Custom: something about this guitar was made on request just for you. A “blueberry crush sparkle” finish isn’t custom. A “blueberry crush sparkle finish, like you asked” is.
Custom Shop: this is a place where those custom orders get implemented. It might be a workshop, or a team, or a person, who may be part of a larger organization, or not. Even if they aren’t making the whole guitar on their particular workbench, if they’re the ones making sure that you get the “blueberry crush sparkle finish” on your particular guitar, that’s a custom shop. It’s a pretty broad designation, and doesn’t guarantee any particular quality level. But having something made the way you want it, even just a little bit, is a gateway drug to the next step:
Bespoke: this specific guitar was made specifically for you. It’s more than a collection of modular pieces that were destined to be put together in some configuration or another. “Bespoke” describes an instrument that is not just “another one rolling out the door”; whether from the hands of the most exclusive low-volume luthier or a higher-production workshop, if you hadn’t ordered this exact guitar it simply would never have existed in the first place. Details were specified to your liking in conjunction with the luthier or their representative. Yes, perhaps most of your choices were relatively unimaginative, but if you know a 24.75” scale length works for you, then it’s the right choice, even if it’s an obvious one. The point is that it was a choice, and that you had the opportunity to make many choices. Obviously, you chose the luthier because they’re already working in a style that you like. And like you, the luthier gets to make choices too: they can tell you that they’re, I don’t know, morally opposed to “blueberry crush sparkle”, and direct you to either choose another colour or choose another luthier.

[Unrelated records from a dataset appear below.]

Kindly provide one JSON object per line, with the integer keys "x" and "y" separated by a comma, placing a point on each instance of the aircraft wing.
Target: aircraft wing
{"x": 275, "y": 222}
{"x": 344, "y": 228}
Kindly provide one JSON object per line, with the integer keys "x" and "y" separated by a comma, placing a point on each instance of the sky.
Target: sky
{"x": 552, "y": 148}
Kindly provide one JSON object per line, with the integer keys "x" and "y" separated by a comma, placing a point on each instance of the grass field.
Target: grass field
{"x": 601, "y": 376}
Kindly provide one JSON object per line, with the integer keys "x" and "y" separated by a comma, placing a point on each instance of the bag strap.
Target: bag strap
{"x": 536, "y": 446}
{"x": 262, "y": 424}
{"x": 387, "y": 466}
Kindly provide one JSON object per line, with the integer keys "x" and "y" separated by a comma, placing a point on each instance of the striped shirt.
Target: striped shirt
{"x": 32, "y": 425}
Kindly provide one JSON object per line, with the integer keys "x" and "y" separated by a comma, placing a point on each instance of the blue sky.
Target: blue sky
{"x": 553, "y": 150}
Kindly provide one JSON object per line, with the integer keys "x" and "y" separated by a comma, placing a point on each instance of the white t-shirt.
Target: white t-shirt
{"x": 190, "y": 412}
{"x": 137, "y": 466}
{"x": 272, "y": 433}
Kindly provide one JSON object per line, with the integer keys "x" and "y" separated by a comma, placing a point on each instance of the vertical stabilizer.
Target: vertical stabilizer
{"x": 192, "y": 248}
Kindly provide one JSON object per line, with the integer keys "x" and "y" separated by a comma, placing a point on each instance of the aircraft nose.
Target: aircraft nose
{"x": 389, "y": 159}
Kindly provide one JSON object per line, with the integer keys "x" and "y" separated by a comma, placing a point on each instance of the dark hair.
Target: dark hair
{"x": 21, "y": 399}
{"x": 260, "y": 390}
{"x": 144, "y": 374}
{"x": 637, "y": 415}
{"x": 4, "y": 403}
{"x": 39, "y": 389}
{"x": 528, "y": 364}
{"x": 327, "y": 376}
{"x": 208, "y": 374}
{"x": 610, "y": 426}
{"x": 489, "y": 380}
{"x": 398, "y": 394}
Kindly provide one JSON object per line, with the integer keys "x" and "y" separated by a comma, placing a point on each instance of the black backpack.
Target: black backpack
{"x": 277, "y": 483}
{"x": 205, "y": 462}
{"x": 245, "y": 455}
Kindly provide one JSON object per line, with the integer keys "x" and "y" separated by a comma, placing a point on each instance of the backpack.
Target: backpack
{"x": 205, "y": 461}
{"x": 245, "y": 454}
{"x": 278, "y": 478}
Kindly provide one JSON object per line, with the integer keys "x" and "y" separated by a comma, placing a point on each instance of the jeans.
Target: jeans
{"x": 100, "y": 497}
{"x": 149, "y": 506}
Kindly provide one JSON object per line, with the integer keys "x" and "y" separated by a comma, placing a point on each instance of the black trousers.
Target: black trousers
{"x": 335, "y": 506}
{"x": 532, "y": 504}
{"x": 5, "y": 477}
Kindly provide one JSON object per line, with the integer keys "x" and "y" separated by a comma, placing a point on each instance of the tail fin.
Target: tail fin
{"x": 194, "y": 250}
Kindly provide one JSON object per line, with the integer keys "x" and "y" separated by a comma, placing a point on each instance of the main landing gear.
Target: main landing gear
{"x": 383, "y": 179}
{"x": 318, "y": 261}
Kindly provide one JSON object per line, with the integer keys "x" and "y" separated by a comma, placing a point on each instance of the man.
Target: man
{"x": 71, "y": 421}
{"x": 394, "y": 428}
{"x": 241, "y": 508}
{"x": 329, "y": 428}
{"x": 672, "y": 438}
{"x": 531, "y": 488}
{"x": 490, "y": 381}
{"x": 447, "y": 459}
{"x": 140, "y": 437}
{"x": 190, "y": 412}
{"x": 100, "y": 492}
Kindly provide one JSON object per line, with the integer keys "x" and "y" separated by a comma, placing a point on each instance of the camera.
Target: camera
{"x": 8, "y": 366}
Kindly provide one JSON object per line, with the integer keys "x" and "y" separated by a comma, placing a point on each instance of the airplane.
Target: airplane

Boutique: literally, it’s just the french word for a shop. As the English language has been prone to do since my old-french-speaking ancestors defeated my anglo-saxon-speaking ancestors and set themselves up at the top of the socioeconomic pyramid, it adopted the french word to indicate a more upper-class shop. Think “atelier” (workshop), “Chauffeur” (driver), “promenade” (walkway), and pretty much every word referring to good cooking (cuisine), high fashion (couture), or fine art (art!)- all originally french.
In other words, a boutique is a shop for people who want (and can afford) expensive or at least high-class things. A “boutique” guitar is one that you are unlikely to find at a strip-mall guitar shop with only slot-wall and a cigarette-burned Peavey Bandit for decor. It’s partly a matter of price (expensive stuff tends to sell better in expensive stores, because that’s where expensive people go) and partly a matter of exclusivity: a boutique guitar is not going to be made and distributed in such quantity that it can end up in every Guitar Center in the land. They are not boutiques; guitars found there are unlikely to be boutique guitars, simply because they will be vastly outnumbered by quicker-to-produce mass-produced instruments. There can be exceptions of course; one friend recently found a sought-after Brunello wine from an exclusive Tuscan vineyard in the sale bin of the local grocery store. If you happen upon a Teuffel Birdfish in your neighbourhood Buy-‘n-Sell, you can call that shop whatever you want.
This “boutique guitar” being sold in a “guitar boutique” might be “custom”, or it might be “bespoke”, or neither. Hopefully we can say it is of high “quality”, but that is not guaranteed.
Handmade: oh boy, this is going to raise some hackles. It certainly raised mine, since I suppose it means most of my guitars wouldn’t quite qualify as being “Handmade”. But then, so many things get called “handmade” now that the term has effectively lost all meaning. This ends now. I’m going to draw hard lines around my definition, because that is the only way to prevent “meaning creep”. I propose, as a starting point:
“The final dimension of every single wooden part of the guitar was achieved with a tool that was powered entirely by the muscles of the maker.”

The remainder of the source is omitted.